Jeudi, le tarif spot hors contrat de Shanghai à Los Angeles a bondi de 16 % par rapport à la semaine précédente, atteignant 3 136 $ par conteneur de 40 pieds, selon les données du cabinet maritime Drewry. Ce tarif reste inférieur de moitié à celui d'avril 2024, mais pourrait grimper brusquement à environ 6 000 $ par conteneur le 1er juin si les armateurs imposent des hausses tarifaires.

Comme au début de la pandémie, la flambée de la demande de fret met sous pression les usines et les porte-conteneurs, perturbant les chaînes d'approvisionnement. Les experts du transport et de la distribution estiment que 90 jours ne suffisent pas à la plupart des usines pour honorer de nouvelles commandes.

Le nombre de créneaux disponibles sur les navires est réduit, car les armateurs avaient supprimé des traversées entre la Chine et les États-Unis. Désormais, les transporteurs maritimes « annulent les annulations » de départs, selon Drewry.

La demande, cependant, est nettement différente cette fois-ci.

Les droits de douane de la seconde mandature Trump ont affaibli les ventes au détail, la construction résidentielle et l'industrie manufacturière américaines -- des moteurs clés du transport de conteneurs.

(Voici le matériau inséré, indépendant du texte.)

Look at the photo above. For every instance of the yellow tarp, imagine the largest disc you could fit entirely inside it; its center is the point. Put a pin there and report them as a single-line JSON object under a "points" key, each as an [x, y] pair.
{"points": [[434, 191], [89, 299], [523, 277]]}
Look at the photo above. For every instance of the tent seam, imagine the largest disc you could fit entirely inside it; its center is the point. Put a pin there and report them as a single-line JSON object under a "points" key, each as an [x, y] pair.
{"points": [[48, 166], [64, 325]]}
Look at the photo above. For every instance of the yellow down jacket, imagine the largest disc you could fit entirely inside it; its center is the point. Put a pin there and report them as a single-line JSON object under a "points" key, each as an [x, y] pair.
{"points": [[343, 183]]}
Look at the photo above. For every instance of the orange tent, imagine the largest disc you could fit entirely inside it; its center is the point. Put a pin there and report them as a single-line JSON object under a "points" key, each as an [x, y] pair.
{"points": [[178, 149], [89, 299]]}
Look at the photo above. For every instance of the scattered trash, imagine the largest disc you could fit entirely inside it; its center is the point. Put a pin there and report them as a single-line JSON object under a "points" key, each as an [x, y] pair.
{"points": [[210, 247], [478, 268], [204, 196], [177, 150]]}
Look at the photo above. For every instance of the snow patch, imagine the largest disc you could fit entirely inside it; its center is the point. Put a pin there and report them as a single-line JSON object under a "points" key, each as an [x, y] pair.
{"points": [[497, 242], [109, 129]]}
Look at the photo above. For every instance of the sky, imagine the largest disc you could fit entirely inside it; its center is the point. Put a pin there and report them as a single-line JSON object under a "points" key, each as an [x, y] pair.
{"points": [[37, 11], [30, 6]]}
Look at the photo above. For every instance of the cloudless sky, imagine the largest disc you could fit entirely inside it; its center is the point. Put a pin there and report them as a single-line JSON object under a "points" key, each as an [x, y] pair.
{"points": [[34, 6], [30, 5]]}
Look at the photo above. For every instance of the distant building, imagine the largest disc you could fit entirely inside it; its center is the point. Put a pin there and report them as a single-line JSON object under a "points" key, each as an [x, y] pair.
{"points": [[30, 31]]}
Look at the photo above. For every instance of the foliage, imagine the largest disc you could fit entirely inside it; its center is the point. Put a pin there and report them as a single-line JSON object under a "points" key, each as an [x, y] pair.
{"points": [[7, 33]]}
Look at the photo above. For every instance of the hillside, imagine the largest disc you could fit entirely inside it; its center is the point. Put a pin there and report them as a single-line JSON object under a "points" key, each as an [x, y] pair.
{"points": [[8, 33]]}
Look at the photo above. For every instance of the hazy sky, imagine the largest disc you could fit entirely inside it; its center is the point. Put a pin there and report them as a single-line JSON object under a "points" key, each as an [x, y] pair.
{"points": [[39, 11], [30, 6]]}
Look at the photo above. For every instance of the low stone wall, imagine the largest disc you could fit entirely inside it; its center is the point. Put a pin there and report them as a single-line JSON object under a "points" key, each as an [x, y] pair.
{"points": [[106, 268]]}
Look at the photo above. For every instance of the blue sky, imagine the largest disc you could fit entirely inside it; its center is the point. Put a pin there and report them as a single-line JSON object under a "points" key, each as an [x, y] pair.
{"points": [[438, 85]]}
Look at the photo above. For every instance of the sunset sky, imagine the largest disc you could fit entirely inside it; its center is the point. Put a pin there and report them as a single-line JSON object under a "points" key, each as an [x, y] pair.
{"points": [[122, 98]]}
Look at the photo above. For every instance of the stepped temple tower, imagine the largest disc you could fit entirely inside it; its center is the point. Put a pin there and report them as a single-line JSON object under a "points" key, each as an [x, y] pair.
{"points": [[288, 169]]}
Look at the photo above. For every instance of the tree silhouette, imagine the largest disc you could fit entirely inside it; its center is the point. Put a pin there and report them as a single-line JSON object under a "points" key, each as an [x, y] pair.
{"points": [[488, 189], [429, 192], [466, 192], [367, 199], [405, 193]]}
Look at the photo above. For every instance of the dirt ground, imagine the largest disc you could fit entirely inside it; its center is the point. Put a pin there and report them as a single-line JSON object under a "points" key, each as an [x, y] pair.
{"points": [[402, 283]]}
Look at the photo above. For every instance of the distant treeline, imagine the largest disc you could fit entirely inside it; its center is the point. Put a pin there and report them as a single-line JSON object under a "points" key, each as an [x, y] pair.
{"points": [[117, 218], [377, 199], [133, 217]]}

Par ailleurs, de nombreuses entreprises américaines disposent encore de stocks accumulés avant l'imposition des droits de douane par Trump sur la Chine et d'autres pays. Et personne ne sait à quel niveau seront fixés les droits à l'expiration du délai de 90 jours en août.

L'administration Trump a confirmé à Reuters que le taux américain repasserait à 54 % en l'absence d'accord d'ici là.

FORTE ANXIÉTÉ

De nombreux distributeurs hiérarchisent désormais les produits à commander et à expédier, selon Jessica Dankert, vice-présidente de la chaîne d'approvisionnement de la Retail Industry Leaders Association, dont les membres incluent Home Depot, Gap et Dollar General.

« Au final, cela reste 30 % », a commenté Jamie Salter, PDG d'Authentic Brands Group, à propos des droits de douane sur la Chine. Authentic Brands possède et exploite des marques de vêtements telles que Reebok, Champion et Forever 21.

Certains grands fournisseurs des trois principaux constructeurs automobiles de Detroit ont indiqué à Reuters qu'à la demande de leurs clients, ils font venir des pièces par avion depuis la Chine et les stockent.

D'autres ont refusé d'augmenter leurs stocks, invoquant un manque d'espace et de moyens financiers.

Une exportatrice d'articles d'Halloween de la ville de Yiwu, en Chine, qui a donné son prénom anglais, Cecilia, a affirmé que la hausse des droits de douane avait réduit de moitié ses commandes cette année et averti que les acheteurs potentiels manquaient de temps.

« Si vous commandez maintenant, vous attendrez avec anxiété de voir s'il ne sera pas trop tard », a-t-elle déclaré.

Jimmy Zollo, PDG de Joe and Bella, qui vend des vêtements chinois pour adultes atteints d'arthrite, de démence ou en fauteuil roulant, a passé une nouvelle commande à son fournisseur, même si la fenêtre de 90 jours pourrait se refermer avant la livraison.

« Nous espérons qu'un nouvel accord commercial sera mis en oeuvre et que les droits de douane réduits ne prendront pas fin », a déclaré Zollo.